If You're In The Northwest...

My husband and I just got back from the coolest belated-birthday celebration excursion. Our friend took us to the Rice NW Museum of Rocks and Minerals, in Hillsboro Oregon, and I'll tell ya, we had no idea we had such a gem in our own back yard. (I know, sorry about the pun. Sometimes they just crystallize.) The non-profit museum was started by an Oregon couple, Helen and Richard Rice, who shared a lifelong passion for unearthing the beautiful treasures that now line the walls and cases of the over 7,000 square foot home that they built to house their growing collection. One of the friendly guides at the museum spent quite a lot of time with us, opening our eyes to some of the beauties, oddities and uses of the minerals displayed in one of the two museum buildings. She told us that the Rices weren't just collectors, storing up the wonders that other people had discovered, but that they themselves had found many of the specimens that they had gathered over the years.

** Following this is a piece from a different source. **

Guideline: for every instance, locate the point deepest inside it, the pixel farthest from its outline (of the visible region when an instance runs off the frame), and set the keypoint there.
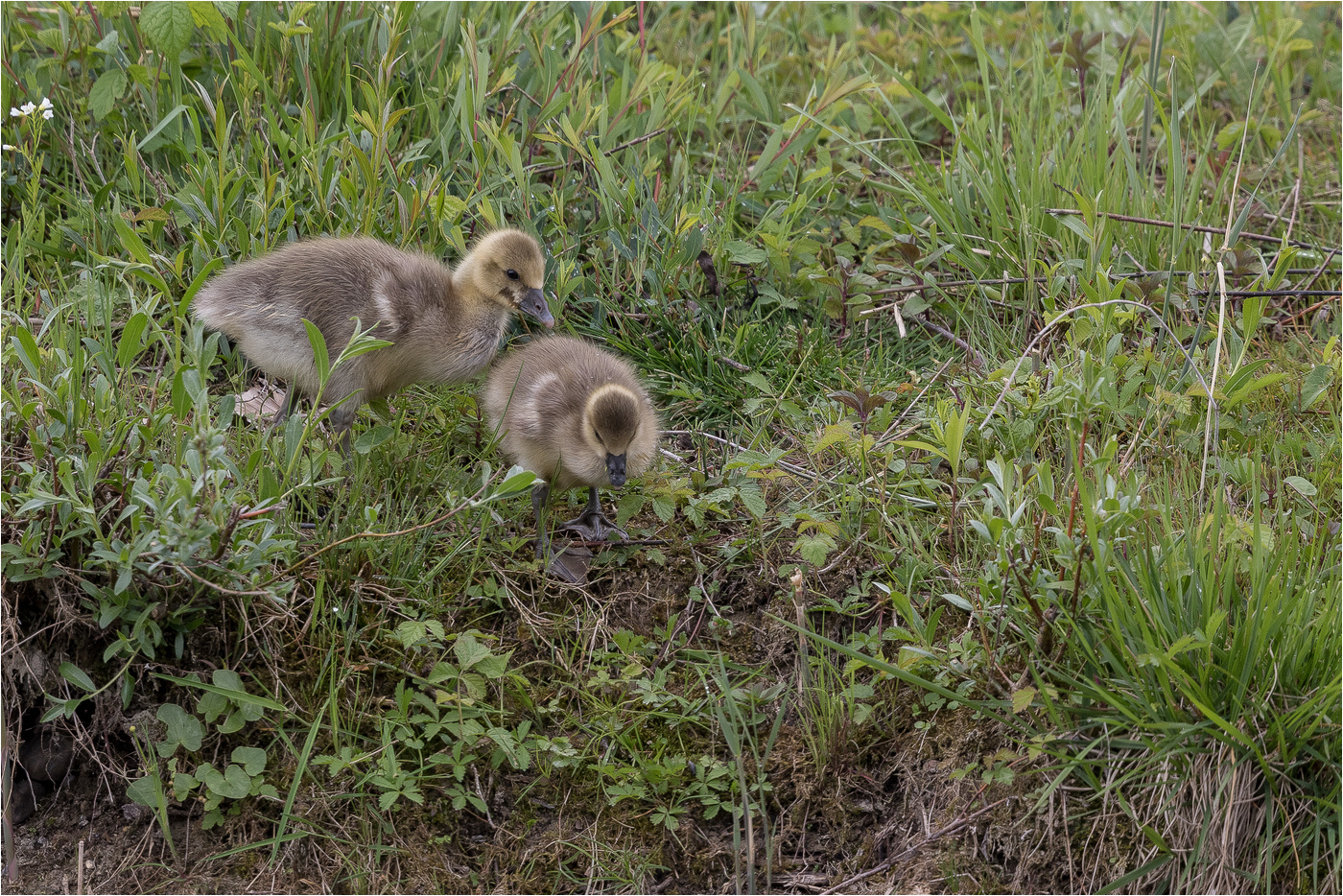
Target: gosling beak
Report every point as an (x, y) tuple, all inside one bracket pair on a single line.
[(615, 469), (533, 305)]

This collection, already impressive, has been expanded since the Rice's deaths in 1997. The brochure I picked up said the museum has become nationally recognized, and "is the finest rock and mineral museum in the Pacific Northwest, and one of the best in the nation." It went on to describe the museum's crystal hoard as "one of the world's finest collections of crystals from worldwide locations." There are meteorites, fossils (including really fascinating dinosaur eggs and a baby psittacosaurus), a fluorescent minerals room (they look all plain and boring, until black light is shone on them in a darkened room; then they're magic), and the most amazing display of petrified wood. Really, the petrified wood was remarkable. The collection belongs to Dennis and Mary Murphy, and has over 450 specimens. I never knew wood could turn so many colors.

In the museum's mineral and crystal sections we saw such a varied array of colors, shapes and sizes, that I couldn't begin to describe it all. There was a 3,000 lb. thunderegg, with a quartz interior, as well as minerals and crystals that looked like (I am not fooling here) frozen broccoli, AstroTurf, rabbit fur, melted crayons, cauliflower, a mass of stuck together bars of soap, abstract modern art, and butter cookies with butterscotch sprinkles. We learned some interesting facts about the minerals, too. We learned that some of the brighter colored minerals, like azurite, are ground up for eyeshadow. The giant mass that looks like bars of soap all stuck together is barite, and it is used to make magazine pages glossy, among other things, and also is the source of the mineral barium, which is used in some x-ray procedures. We kept asking ourselves who comes up with these ideas? I mean who thinks of grinding up a rock and putting it in paint, or antacids, or barium enemas?

Because the staff was friendly and helpful, we also were treated to some fascinating stories. One lovely tale involved an Italian lady of a previous century who ground up arsenic into face powder, to help women murder their husbands. The European custom of kissing people on both cheeks came in handy for the murderesses-to-be. That arsenic would get on their husband's lips, accumulate in the body, where over time it would make them sicker and sicker. The symptoms resembled cholera, so this scheme went unnoticed for quite some time. Over six hundred men died before the arsenic-laced makeup was discovered to be the culprit. This, in my opinion, gives new meaning to the common phrase, "putting on a face."

We spent three hours oohing and aahing, and listening and learning. We could have spent more. We will definitely be going back. Here's where I'll throw the museum a little more free advertising. My husband wants us to take a faceting class they offer that we got to sit in on for a few minutes, where they teach people how to shape a gemstone--it's a great deal; just $110 for twenty hours of instruction, equipment and materials provided, and you get to keep your finished work!!